Oral TRT Prolactin Monitoring Under the Tlando Label

Oral TRT Prolactin Monitoring Under the Tlando Label

Estimated reading time: 8 minutes

Key takeaways

• The FDA-approved Tlando label instructs clinicians to check serum prolactin before initiation and again 3–4 months after starting; discontinue if prolactin remains elevated after starting.
• Short-term data show occasional, modest prolactin rises (about 6.3% of participants; mean ~+7.0 ng/mL in a 24-day study), prompting label-level monitoring guidance.
• Injectable TRT products generally do not include a similar prolactin monitoring requirement in their labels.
• Monitoring still centers on testosterone levels, hematocrit, blood pressure, and prostate parameters; prolactin is a formulation-specific add-on for Tlando.
• Plan baseline and 3–4 month labs with your clinician to align therapy and follow-up with label guidance.

TRT Monitoring Protocols for Prolactin in Oral Formulations: What Tlando’s FDA Label Means for Patients

Oral testosterone undecanoate has changed how some men approach testosterone replacement therapy (TRT).

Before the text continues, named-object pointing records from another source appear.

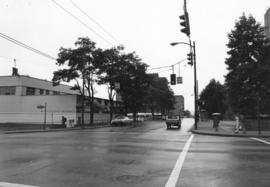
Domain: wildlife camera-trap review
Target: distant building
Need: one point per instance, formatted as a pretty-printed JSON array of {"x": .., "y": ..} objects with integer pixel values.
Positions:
[
  {"x": 267, "y": 22},
  {"x": 20, "y": 95}
]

But Tlando (oral testosterone undecanoate), approved by the FDA in 2022, arrives with a unique monitoring note that often surprises patients and clinicians alike: check serum prolactin before starting and again 3–4 months after initiation, with discontinuation advised if prolactin remains elevated. That language appears in the FDA-approved prescribing information and is not emphasized in most injectable TRT protocols. This article unpacks what that means in practice, how we got here, and what open questions remain for oral TRT users.

Why Prolactin Is Entering the TRT Conversation Now

Prolactin is a pituitary hormone. Outside of specific clinical contexts, it is not routinely emphasized in standard TRT monitoring. That changed for oral testosterone undecanoate with Tlando, whose FDA label explicitly instructs clinicians to check serum prolactin levels before starting therapy and again after 3–4 months of treatment, and to discontinue if levels remain elevated after initiation.

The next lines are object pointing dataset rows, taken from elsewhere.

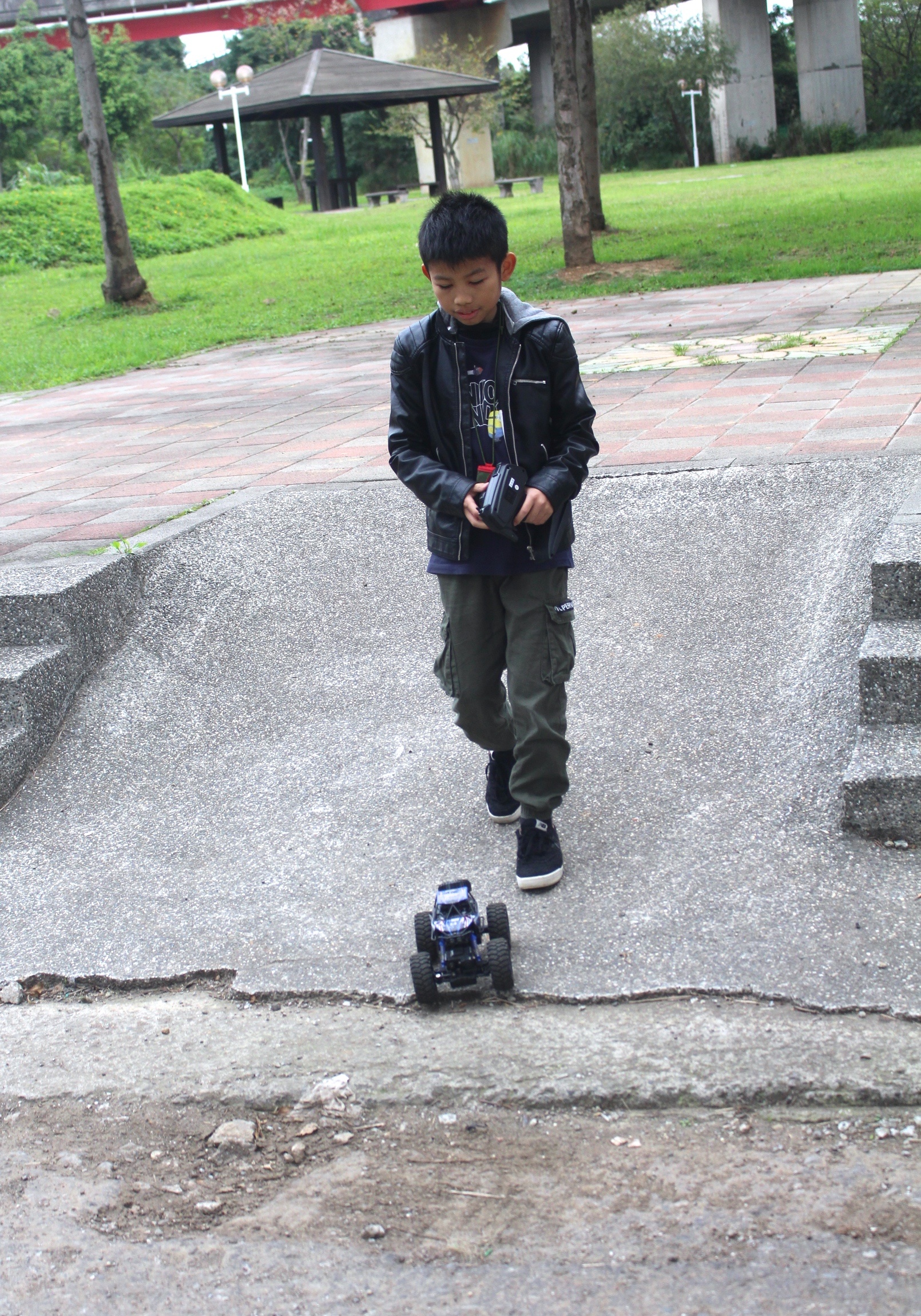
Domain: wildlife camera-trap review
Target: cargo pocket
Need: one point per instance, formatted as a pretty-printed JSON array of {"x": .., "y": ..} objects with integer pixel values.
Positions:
[
  {"x": 446, "y": 667},
  {"x": 561, "y": 643}
]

This labeling followed clinical trial findings that suggested an inconsistent but real signal for prolactin increases during short-term exposure. The FDA addressed the signal in the Warnings and Precautions section of Tlando’s label and retained that language in a subsequent 2025 label update. This is a formulation-specific requirement, not a universal standard across all TRT modalities. For men exploring oral TRT, that means prolactin is a practical monitoring step that may influence whether you remain on a given regimen.

What the FDA Required After Tlando’s Approval

When Tlando (NDA 208088) was approved in 2022, the FDA mandated several postmarketing studies under Section 505(o)(3) of the FDCA. Among those were studies related to potential hypothalamic–pituitary–adrenal (HPA) axis effects, reflecting the agency’s interest in endocrine consequences beyond serum testosterone.

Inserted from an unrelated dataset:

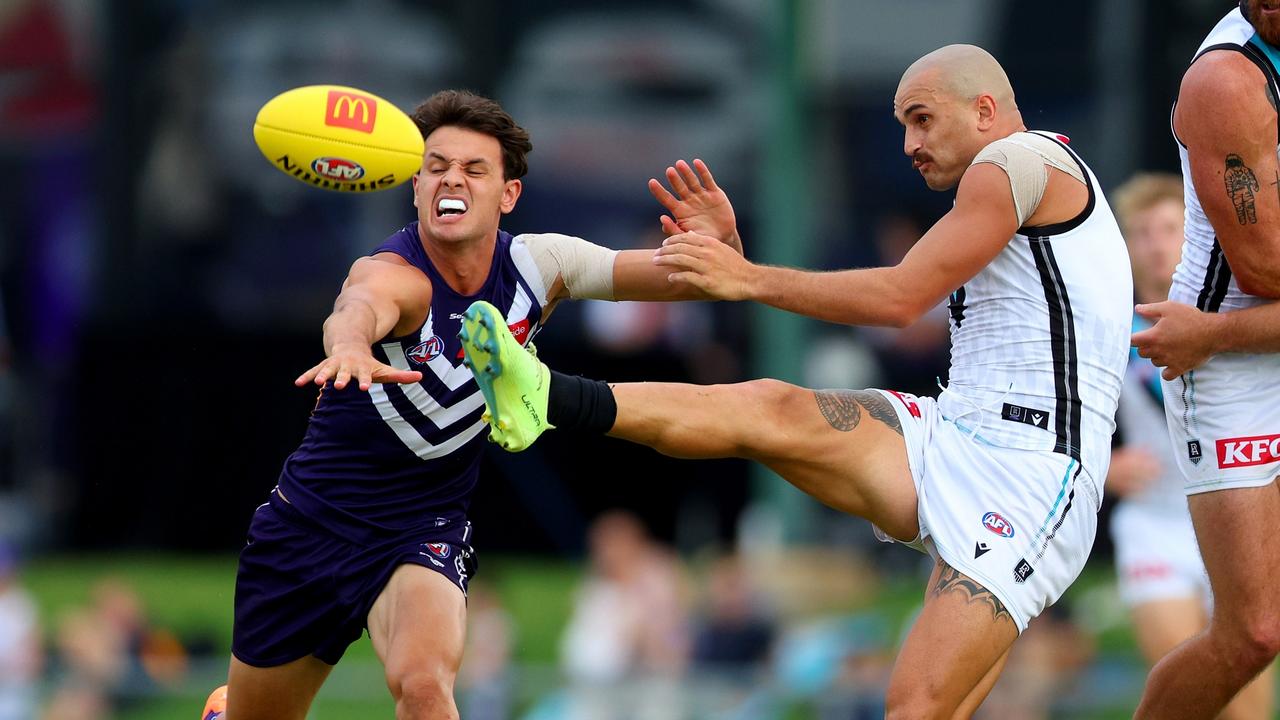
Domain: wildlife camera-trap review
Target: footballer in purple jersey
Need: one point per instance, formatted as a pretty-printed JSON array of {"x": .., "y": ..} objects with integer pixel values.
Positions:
[{"x": 368, "y": 527}]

At the same time, the FDA’s review flagged increased prolactin as a safety signal. Rather than requiring a separate postmarketing study solely devoted to prolactin, the agency incorporated a clear action into the label: screen prolactin before initiation, reassess 3–4 months into therapy, and discontinue if it remains elevated after starting. A 2025 label update retained this approach, providing a defined pathway for surveillance and action while longer-term data mature.

What the Clinical Data Show So Far

• In a 24-day clinical study of Tlando, 6.3% (6 of 95) of participants experienced increases in serum prolactin, with a mean change of approximately +7.0 ng/mL from baseline.
• A longer 4-month study did not reassess prolactin after screening, so longitudinal changes beyond the initial period are not well characterized in the pivotal data.
• The FDA considered the prolactin findings inconsistent but noteworthy enough to address through labeling.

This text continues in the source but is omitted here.